Taking the ubiquitous pattern of the plaid, Hyndman starts at a kind of ground zero for pattern and color.  This oft overlooked fabric is the natural condition of weaving, of warp and weft, and of the optical play of color, as the weaving of two different colors creates a third.  Here we have the grid, intimations of the halftone, a product of the machine: the stuff of Minimalism.  Yet these important modern cornerstones are twisted and thrown in the air; the minimal becomes sensual, nearly baroque, and deeply optical.  Hyndman’s paintings delight in the visual, but do not settle there, asking how an abstract visual language might speak.

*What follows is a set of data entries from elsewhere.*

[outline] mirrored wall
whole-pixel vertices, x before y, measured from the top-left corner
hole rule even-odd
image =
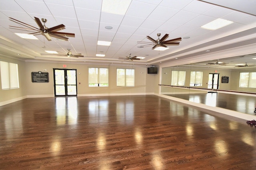
[[[256,59],[253,54],[162,68],[161,94],[255,114]]]

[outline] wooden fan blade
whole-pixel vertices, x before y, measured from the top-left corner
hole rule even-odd
[[[83,57],[83,55],[71,55],[71,57]]]
[[[55,34],[65,34],[66,35],[75,35],[75,34],[74,33],[64,33],[62,32],[56,32],[56,31],[51,31],[51,33],[55,33]]]
[[[43,33],[42,33],[42,34],[44,35],[45,37],[46,38],[46,39],[47,39],[48,41],[52,41],[52,38],[51,38],[51,36],[50,36],[49,34],[48,33],[44,34]]]
[[[166,38],[167,37],[168,37],[169,36],[169,34],[166,34],[164,36],[164,37],[163,37],[161,39],[160,39],[160,41],[164,41],[165,39],[166,39]]]
[[[65,27],[65,25],[64,25],[63,24],[60,24],[60,25],[58,25],[57,26],[55,26],[55,27],[52,27],[51,28],[48,28],[47,29],[47,30],[49,31],[53,31],[53,30],[55,30],[55,29],[57,29],[58,28],[62,28],[62,27]]]
[[[21,21],[19,21],[18,20],[15,20],[15,19],[13,18],[12,18],[9,17],[9,18],[10,18],[10,19],[11,19],[12,20],[15,20],[15,21],[18,21],[18,22],[20,22],[20,23],[23,23],[23,24],[25,24],[25,25],[28,25],[28,26],[29,26],[30,27],[32,27],[32,28],[35,28],[36,29],[38,29],[38,28],[37,28],[37,27],[33,27],[33,26],[32,26],[32,25],[28,25],[28,24],[27,23],[24,23],[24,22],[22,22]],[[14,21],[14,22],[15,22],[15,21]],[[16,22],[16,23],[17,23],[17,22]],[[24,26],[26,26],[26,25],[24,25]],[[27,26],[26,26],[26,27],[27,27]]]
[[[57,51],[57,52],[59,53],[62,54],[64,55],[67,55],[67,54],[66,53],[62,53],[62,52]]]
[[[150,37],[150,36],[147,36],[147,37],[148,37],[148,39],[149,39],[151,40],[152,41],[154,42],[154,43],[157,43],[156,41],[154,39],[153,39]]]
[[[24,25],[24,26],[26,26],[26,25]],[[21,28],[21,29],[30,29],[31,30],[34,30],[34,31],[38,31],[38,29],[34,29],[34,28],[30,28],[30,27],[28,27],[28,28],[24,28],[23,27],[16,27],[15,26],[11,26],[11,25],[9,25],[9,27],[13,27],[14,28]]]
[[[166,43],[169,43],[171,41],[178,41],[181,40],[181,37],[175,38],[175,39],[170,39],[170,40],[166,41],[163,41],[163,43],[165,44]]]
[[[44,29],[44,25],[43,25],[43,24],[42,24],[42,22],[41,22],[41,21],[40,21],[39,18],[35,17],[35,20],[36,20],[36,23],[37,23],[37,25],[38,25],[40,28],[41,28],[41,29]]]
[[[66,37],[64,37],[63,36],[60,35],[58,35],[58,34],[55,34],[54,33],[49,33],[48,34],[50,34],[50,35],[53,35],[53,36],[57,37],[58,38],[62,38],[62,39],[64,39],[65,40],[67,40],[68,39],[68,38],[67,38]]]
[[[166,46],[166,45],[164,45],[164,44],[160,44],[160,45],[161,45],[162,47],[167,47],[167,46]]]
[[[178,45],[180,44],[180,43],[163,43],[163,44],[168,44],[168,45]]]
[[[156,44],[155,45],[154,45],[153,47],[152,47],[152,50],[154,49],[157,46],[157,44]]]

While Hyndman’s work can be appreciated, certainly without my fictional history, and without knowing the history of post-war painting, I believe that the work is enriched by its insistence that it cope with the complex conditions set up by the painters who did not try to side-step, through post-modernism or “casualism,”[4] the questions surrounding contemporary painting.  What if one is still interested in the substance of paint, but is not sure it has to be “expressive”?  If one is interested in color? Or the formal language of abstraction?  Hyndman pushes these questions into the twenty-first century, paying homage to a history that he respects, while finding new ways to take the lessons of painting after 1960 and to allow his work to speak to our experience now, in the “Digital Age,” when images are infinitely reproducible, transmutable, and often viewed through a screen.

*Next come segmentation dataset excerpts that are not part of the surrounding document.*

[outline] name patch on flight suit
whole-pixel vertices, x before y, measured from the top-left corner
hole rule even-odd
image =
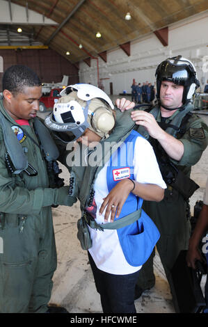
[[[205,138],[205,134],[202,127],[190,128],[190,136],[192,138],[199,138],[200,140]]]
[[[23,130],[19,126],[12,126],[11,127],[19,143],[22,143],[26,138],[26,135],[24,135]]]
[[[129,167],[125,167],[122,168],[113,170],[113,177],[114,182],[124,180],[125,178],[129,178],[129,177],[130,177],[130,168]]]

Hyndman’s paintings reference a virtual space, suggesting that the information for painting might come from a different place now.  Gravity is not in play here, and light, while present, is hard to locate.  There is a sense of a vacuum.  The cloth (that is not cloth) drapes and moves around some type of a force, but it is invisible to us.  There are suggestions of magic, in some pieces even using the cloth in the way a magician might—to cover something, only to pull it away in a flurry, “voila,” revealing that nothing is there.  The paintings do what complicated paintings should do—allure, attract, but also comment on their own emptiness.  Reminiscent of Mike Kelly’s Riddle of the Sphinx, where his use of another lowly fiber, the afghan, is distorted as it drapes over invisible forms (most often throw away stuffed animals), Hyndman also creates visual riddles—what motivates these forms in space? And perhaps Hyndman’s recent use of cartoon eyes alludes to the pure spectacle of magic, questioning the spectacle of painting and illusion.  For it's a complicated business, this pleasure in painting—a fine line between the sensuality of paint falling into pure entertainment, versus when the optical, the eyes, can tell us something about our present condition.  Chris Hyndman walks that tightrope, maintaining the tenuous balance that allows for the pure optical pleasure in a picture to communicate over time, engaging the viewer to tease out the puzzle.


[1] As described by Pamela Lee in her book Chronophobia.

[2] David Joselit in After Art.

[3]{C} “His heart belong to DADA,” Time 73, 4 May, 1959: 58; as quoted in Jasper Johns, Writings, sketchbook Notes, Interviews, ed. Kirk Varnedoe, Moma New York, 1996, p. 82.

[4] A term use by Sharon Butler in “The New Casualists,” in the Brooklyn Rail.